Opener Blur is going to be a mighty contender for 2012's best opening track, its buildingly explosive and assured dynamics feel say like the Smashing Pumpkins at their best, not so much in sound but in that everything going on makes clear sense and the instruments contain as much emotion as the vocals, with frontman James Carroll's repeated scream of "you let it go!" hitting the heart in exactly the way intended before launching into a cluster of firework musicality, it's a tour de force of a song.

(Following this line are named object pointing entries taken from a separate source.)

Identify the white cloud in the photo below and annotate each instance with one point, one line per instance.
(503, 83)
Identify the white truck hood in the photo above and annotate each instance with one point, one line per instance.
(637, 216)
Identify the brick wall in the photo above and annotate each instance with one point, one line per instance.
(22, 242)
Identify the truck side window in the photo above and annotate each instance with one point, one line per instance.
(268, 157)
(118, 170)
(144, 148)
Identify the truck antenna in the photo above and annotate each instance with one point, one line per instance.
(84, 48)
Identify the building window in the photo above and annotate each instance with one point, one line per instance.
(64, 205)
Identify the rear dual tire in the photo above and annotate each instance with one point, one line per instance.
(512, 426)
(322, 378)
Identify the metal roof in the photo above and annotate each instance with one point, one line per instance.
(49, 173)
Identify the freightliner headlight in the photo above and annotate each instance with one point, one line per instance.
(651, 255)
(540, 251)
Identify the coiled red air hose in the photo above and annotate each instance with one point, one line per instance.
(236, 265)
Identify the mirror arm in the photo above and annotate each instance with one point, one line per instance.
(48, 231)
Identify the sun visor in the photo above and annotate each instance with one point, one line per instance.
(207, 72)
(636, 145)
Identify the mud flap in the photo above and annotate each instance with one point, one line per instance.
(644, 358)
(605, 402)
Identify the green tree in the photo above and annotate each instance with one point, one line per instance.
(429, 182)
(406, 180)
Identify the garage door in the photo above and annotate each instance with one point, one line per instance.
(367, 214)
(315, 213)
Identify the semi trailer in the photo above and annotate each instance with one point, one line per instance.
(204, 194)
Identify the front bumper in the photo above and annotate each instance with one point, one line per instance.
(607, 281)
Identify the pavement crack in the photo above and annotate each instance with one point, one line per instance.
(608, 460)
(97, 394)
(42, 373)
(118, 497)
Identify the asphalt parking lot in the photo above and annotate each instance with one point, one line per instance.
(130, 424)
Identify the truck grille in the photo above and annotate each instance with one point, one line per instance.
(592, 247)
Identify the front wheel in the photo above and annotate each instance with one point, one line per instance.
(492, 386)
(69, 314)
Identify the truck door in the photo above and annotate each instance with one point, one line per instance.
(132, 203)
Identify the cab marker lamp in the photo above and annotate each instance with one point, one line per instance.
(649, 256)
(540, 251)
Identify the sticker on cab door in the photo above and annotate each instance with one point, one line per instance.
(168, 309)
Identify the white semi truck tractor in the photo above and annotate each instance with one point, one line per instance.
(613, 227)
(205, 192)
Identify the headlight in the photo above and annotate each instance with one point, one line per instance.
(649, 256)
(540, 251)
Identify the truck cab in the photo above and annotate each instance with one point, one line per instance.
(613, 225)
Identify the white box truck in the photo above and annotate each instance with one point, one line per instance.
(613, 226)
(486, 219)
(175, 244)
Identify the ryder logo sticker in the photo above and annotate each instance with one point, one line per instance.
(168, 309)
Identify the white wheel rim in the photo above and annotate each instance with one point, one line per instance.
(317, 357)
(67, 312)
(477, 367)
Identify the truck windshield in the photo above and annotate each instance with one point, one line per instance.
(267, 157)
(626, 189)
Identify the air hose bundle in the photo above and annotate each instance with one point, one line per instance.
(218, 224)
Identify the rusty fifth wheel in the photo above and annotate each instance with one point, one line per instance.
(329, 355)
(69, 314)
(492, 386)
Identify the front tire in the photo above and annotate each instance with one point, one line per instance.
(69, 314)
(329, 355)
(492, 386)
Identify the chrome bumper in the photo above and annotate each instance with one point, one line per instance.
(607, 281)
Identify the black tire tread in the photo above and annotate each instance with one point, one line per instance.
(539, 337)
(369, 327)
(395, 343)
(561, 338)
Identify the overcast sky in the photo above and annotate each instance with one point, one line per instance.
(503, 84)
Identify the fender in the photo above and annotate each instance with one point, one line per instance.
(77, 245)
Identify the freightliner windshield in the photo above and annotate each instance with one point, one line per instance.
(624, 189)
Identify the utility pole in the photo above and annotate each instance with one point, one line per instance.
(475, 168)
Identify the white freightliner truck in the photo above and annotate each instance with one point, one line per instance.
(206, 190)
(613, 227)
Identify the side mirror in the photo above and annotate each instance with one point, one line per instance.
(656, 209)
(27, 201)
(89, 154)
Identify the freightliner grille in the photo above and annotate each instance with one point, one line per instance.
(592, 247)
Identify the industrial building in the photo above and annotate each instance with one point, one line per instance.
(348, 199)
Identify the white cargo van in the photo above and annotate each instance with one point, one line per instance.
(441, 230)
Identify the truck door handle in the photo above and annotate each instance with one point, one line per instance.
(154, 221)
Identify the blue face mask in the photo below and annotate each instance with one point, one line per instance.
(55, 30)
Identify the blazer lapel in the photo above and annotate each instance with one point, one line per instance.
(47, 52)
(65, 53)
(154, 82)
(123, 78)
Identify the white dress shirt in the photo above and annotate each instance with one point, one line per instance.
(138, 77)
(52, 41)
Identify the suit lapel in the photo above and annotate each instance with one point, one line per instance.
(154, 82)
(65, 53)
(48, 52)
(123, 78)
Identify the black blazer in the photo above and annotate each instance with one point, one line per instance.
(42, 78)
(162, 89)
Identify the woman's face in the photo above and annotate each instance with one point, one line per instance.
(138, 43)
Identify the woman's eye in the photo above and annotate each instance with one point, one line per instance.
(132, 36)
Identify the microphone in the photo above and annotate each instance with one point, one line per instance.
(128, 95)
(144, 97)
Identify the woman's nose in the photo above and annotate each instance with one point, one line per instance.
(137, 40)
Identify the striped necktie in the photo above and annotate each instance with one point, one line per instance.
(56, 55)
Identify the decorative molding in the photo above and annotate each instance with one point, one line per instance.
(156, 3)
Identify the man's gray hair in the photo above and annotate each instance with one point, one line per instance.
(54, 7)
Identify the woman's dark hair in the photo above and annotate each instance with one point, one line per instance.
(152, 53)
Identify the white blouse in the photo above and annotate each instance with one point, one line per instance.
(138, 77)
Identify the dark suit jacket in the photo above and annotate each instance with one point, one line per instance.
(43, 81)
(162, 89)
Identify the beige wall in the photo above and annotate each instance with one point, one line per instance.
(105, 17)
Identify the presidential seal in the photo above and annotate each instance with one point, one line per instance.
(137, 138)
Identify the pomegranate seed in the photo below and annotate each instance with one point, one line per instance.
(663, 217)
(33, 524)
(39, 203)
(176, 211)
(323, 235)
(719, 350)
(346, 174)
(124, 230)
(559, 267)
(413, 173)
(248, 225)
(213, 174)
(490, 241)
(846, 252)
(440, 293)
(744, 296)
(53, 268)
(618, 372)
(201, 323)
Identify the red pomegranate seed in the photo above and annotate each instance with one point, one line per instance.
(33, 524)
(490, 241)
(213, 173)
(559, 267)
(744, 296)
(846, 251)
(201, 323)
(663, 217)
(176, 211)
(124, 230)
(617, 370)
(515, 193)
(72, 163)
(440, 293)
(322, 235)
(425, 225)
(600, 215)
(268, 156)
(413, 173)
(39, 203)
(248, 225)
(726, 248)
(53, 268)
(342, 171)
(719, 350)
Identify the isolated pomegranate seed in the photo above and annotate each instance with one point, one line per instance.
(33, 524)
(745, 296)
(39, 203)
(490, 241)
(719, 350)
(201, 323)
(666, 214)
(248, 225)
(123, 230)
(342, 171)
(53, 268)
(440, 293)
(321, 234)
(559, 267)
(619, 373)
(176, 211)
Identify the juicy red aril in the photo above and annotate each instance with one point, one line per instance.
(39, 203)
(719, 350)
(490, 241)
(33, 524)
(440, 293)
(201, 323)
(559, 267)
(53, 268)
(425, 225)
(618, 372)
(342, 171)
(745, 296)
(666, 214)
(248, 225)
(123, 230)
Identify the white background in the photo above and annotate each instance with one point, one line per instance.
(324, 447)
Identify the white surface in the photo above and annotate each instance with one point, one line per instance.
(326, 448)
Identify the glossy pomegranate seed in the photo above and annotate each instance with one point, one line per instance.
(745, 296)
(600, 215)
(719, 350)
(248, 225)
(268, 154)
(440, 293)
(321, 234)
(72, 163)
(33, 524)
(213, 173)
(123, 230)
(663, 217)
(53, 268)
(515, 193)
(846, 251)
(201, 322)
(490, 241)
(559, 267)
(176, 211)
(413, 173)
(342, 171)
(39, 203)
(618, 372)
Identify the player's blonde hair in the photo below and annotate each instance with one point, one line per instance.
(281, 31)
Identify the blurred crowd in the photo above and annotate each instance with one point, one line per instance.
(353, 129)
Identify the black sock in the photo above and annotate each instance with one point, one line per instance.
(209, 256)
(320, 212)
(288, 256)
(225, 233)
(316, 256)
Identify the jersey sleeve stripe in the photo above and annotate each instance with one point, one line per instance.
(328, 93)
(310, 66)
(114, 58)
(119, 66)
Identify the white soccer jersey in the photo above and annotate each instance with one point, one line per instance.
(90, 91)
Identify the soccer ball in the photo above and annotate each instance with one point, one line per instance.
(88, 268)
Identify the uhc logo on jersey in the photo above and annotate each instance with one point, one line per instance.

It's a hard act to follow but from here onwards the consistency is rife and every song feels as sincere as the last, each possessing its own mood. From the delicate and loving St. Anne in which Carroll expresses tribute to a figure who's "the patron saint of everything [he] lacks" to the darker Hide Away that puts deep self-uncertainties into words, "are you the saviour or the plague?". Final track Desert Lily is an affecting highlight in its introspective but ultimately hopeful confessions from Carroll that although "every day is just a promise that [he'll] break" he'll "take [his] debt to distance and earn [his] share of home", it feels like a journey from the frustrating inevitable regrets of the opening track to the certain and unforgotten promises made in the closing and gives the album an immersive framework.

Its qualities like these that make this a brilliant and emotionally evocative record that reveals that bit more on every listen. On the strength of this and the amount of times you'll come back to it, this is a band well worth paying attention to.